= Jean-Baptiste Pussin =

French nurse

Jean-Baptiste Pussin (1746–1811) was a French hospital superintendent who, along with his wife and colleague Marguerite, established more humane treatment of patients with mental disorders in 19th-century France. They helped physician Philippe Pinel appreciate and implement their approach which, together with similar initiatives in other countries, became known as moral treatment.

==Events==

Jean-Baptiste was born in 1746 in Lons-le-Saunier, France, where he worked as a tanner.

In 1771 after being successfully treated for scrofula (tuberculosis of the neck) at Bicêtre Hospital, Pussin was recruited as a member of the hospital staff. In 1784 he attained the position of superintendent of the mental ward, and from 1786 was assisted there by his wife Marguerite.

Pussin advocated a relatively humane treatment, engaged in psychologically-based work with patients, and maintained records regarding his empirical observations and therapeutic proposals. In 1793 he was visited at the Bicêtre by physician Philippe Pinel (1745-1826), who had just started work at the hospital. Pinel was impressed by Pussin's approach and the positive results he had achieved.

In 1797, after Pinel had left, Pussin instituted a reform that permanently banned the use of all chains to restrain patients. Straitjackets continued to be used, however. Not long after Pinel was assigned to the Salpêtrière Hospital, he arranged to have Pussin move there with him, as a special assistant. Chains were then banned there also.

In 1801 Pinel published his Treatise on Insanity, which describes their work. In 1809, in the second edition of the Treatise on Insanity, Pinel reports Pussin’s initiative to ban the use of chains.

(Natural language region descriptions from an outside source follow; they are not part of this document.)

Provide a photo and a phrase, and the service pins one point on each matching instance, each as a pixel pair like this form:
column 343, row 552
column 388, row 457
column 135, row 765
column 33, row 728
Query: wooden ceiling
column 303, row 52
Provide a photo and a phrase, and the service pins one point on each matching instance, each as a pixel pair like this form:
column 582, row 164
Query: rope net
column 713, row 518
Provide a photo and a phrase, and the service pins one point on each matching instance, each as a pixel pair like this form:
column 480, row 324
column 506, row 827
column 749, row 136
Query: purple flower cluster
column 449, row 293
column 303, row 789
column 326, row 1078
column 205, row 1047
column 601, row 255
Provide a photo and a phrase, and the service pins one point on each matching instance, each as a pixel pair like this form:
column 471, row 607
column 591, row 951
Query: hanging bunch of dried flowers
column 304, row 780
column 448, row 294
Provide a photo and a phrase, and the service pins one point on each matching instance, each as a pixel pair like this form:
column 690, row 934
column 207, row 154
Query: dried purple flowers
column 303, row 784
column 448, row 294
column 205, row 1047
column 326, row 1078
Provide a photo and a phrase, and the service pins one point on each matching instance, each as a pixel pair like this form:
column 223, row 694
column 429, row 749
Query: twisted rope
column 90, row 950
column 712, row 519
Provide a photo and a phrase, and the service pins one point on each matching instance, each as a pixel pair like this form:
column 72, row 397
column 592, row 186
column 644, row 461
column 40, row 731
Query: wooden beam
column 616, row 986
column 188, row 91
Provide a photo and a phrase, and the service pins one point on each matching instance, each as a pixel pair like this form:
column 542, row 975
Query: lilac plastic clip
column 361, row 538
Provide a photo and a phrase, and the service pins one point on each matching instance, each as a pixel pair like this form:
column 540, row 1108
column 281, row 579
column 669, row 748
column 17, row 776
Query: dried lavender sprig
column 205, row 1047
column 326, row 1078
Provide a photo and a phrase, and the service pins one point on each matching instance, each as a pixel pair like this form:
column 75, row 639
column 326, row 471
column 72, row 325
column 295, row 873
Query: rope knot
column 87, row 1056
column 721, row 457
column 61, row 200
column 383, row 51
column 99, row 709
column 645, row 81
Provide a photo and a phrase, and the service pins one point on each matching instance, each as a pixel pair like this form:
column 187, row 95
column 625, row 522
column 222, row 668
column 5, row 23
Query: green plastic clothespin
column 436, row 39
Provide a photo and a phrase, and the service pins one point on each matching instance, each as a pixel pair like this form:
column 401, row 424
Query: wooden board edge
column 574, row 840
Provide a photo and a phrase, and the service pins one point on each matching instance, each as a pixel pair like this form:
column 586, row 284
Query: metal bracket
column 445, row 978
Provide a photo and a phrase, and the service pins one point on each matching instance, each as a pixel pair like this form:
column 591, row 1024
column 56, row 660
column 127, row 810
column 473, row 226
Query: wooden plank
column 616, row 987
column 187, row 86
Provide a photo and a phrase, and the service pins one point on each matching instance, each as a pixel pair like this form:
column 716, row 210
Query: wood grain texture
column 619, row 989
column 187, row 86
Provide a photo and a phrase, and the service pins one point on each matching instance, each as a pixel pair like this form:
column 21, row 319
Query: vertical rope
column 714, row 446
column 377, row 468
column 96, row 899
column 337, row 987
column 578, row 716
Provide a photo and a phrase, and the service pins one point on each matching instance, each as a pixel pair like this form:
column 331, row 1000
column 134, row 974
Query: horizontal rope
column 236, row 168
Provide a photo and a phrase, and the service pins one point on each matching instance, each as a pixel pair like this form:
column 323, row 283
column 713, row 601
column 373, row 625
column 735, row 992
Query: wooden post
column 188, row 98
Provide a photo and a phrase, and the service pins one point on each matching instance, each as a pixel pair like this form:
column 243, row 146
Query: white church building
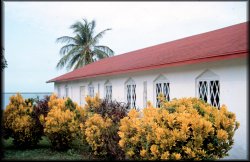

Jean Baptiste Pussin died in 1811.

==Clinical approach==

In Pinel's 1801 Treatise on Insanity, he acknowledges his indebtedness to Jean-Baptiste and Marguerite Pussin and their pioneering contributions to psychiatry. Pinel states that Jean-Baptiste Pussin often defined the psychological approach to be used, because "he lived amongst the insane night and day, studied their ways, their character, and their tastes, the course of their derangements, knows when to be benevolent, when to be an imposing figure...", allowing him to know the individuals more than a physician could by making his rounds.

Pinel describes a case where Jean-Baptiste Pussin "perceived the beginning of a favorable change; wishing to hasten the recovery, he began a series of conversations with the patient in his room, coming gradually to the subject of his delusion. “If you are king,” he said to him, “how come you cannot bring your detention to an end, and why are you mixed up with all these lunatics?” Returning on subsequent days, he continued to talk with him, in benevolent and friendly fashion; he made him see, little by little, the ridiculousness of his pretensions, showed him another patient who had been long convinced of his supreme power and thereby became an object of derision. Shaken by these remarks, he began to question his title of sovereign, and began to recognize his ideas as chimera".

Pinel admires the skill of Marguerite Pussin, who was able to alter "the convictions of a man whose life was endangered by his delusional and infuriated insistence on abstaining from any food. Fearlessly she hops and dances, makes joking remarks, until he smiles, and in his lighter mood he accepts nourishment from her".